We, as Africans, have always told stories and communicated via art forms whether it be through songs and music, or sculptures and paintings.
Despite this, there is hardly any representation of great, contemporary African artwork in the international art market. I find this astonishing given the amount of amazing pieces I have seen myself when at home and in other African countries from Nigeria and Ghana, to Mozamique, Kenya, South Africa and more . There is also an overwhelming amount of fantastic art overseas within the African diaspora that is not exhibited enough. How has the global art market not yet clocked on to this especially in comparison to growth of other art markets such as Asia?

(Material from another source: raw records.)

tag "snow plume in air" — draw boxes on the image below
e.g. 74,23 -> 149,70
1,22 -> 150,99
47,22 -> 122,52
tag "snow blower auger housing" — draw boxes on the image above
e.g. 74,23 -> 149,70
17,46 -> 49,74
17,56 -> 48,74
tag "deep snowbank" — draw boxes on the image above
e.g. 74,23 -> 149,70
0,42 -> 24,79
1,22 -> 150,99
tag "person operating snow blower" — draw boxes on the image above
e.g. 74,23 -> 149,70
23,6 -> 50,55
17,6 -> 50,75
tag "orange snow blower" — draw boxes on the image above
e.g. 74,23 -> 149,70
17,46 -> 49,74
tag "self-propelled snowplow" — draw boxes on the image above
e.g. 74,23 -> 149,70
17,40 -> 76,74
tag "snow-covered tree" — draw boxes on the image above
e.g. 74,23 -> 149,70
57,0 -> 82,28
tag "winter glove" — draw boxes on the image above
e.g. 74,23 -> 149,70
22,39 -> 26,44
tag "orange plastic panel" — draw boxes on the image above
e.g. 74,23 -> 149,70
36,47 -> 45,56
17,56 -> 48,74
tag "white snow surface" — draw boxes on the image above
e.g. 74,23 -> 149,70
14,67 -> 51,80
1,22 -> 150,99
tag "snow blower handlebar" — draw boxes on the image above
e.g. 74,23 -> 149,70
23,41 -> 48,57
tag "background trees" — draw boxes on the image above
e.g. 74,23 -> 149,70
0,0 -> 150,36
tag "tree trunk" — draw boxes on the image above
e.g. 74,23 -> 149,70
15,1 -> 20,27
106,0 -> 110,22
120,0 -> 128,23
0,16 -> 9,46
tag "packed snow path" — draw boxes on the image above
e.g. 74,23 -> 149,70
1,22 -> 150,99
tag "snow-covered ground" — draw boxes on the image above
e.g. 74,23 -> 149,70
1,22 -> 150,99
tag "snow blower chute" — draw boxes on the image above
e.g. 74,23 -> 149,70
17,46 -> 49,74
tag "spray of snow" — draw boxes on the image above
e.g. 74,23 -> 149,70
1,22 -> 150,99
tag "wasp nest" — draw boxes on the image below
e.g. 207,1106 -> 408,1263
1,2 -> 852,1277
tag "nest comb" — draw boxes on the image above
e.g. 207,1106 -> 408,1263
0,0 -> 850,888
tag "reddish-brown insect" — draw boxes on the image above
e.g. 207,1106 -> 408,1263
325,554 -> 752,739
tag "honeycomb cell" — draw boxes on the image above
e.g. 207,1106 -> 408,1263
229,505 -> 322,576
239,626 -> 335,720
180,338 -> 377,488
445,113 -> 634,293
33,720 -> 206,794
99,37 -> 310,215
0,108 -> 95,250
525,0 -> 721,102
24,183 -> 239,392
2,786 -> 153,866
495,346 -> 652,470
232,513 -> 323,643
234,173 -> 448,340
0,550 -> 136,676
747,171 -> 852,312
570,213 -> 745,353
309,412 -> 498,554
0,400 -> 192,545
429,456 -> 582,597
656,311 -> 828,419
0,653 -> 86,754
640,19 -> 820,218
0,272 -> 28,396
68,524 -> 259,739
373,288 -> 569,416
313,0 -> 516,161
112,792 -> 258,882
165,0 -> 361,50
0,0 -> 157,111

I realised that some of this may be due to a lack of information and exposure to modern and contemporary African art and its artists. There is an abundance of talent, but not enough platforms that show or speak about it. Nor is there enough representation between the artists themselves and potential buyers. So I decided to create The Afropolitan Collector.
The Afropolitan Collector is an art consultancy platform that provides fresh insights into buying, selecting and acquiring modern and contemporary work from Africa and its diaspora.
We work with auction houses, galleries and independent artists to help clients seek and select modern and contemporary African art - including paintings, drawings, photographs and sculptures - for their home, business or personal collection.
Whether you are an experienced collector or brand new to modern and contemporary African art, we want you to use The Afropolitan Collector as a tool, reference and an informative guide to enjoying and experiencing art from Africa and its diaspora.
"The love of beauty"
The Afropolitan Collector logo is made up two nsibidi symbols that depict 'love' and 'beauty' translated in modern language as: 'the love of beauty'.
Believed to be several centuries old, nsibidi icons have been found on excavated pottery, ceramic artefacts and headrests dating back to periods ranging between 400 and 1400 CE in the Calabar area of Cross River State, Nigeria.
Being Africa’s oldest scripted form behind hieroglyphics, nsibidi has been used to document history, celebrate people’s heritage, instruct values, reinforce communication, deliberate on key issues, and resolve conflicts of love and war.
Though it is indigenous to the people occupying the southeastern region of modern Nigeria, nsibidi was more commonly associated with the Ejagham people of northern Cross River State where it is believed to have spread to surrounding ethnic groups like the Ibibios, Efiks, and Igbos, influencing their art forms and undergoing notable transformation in the process.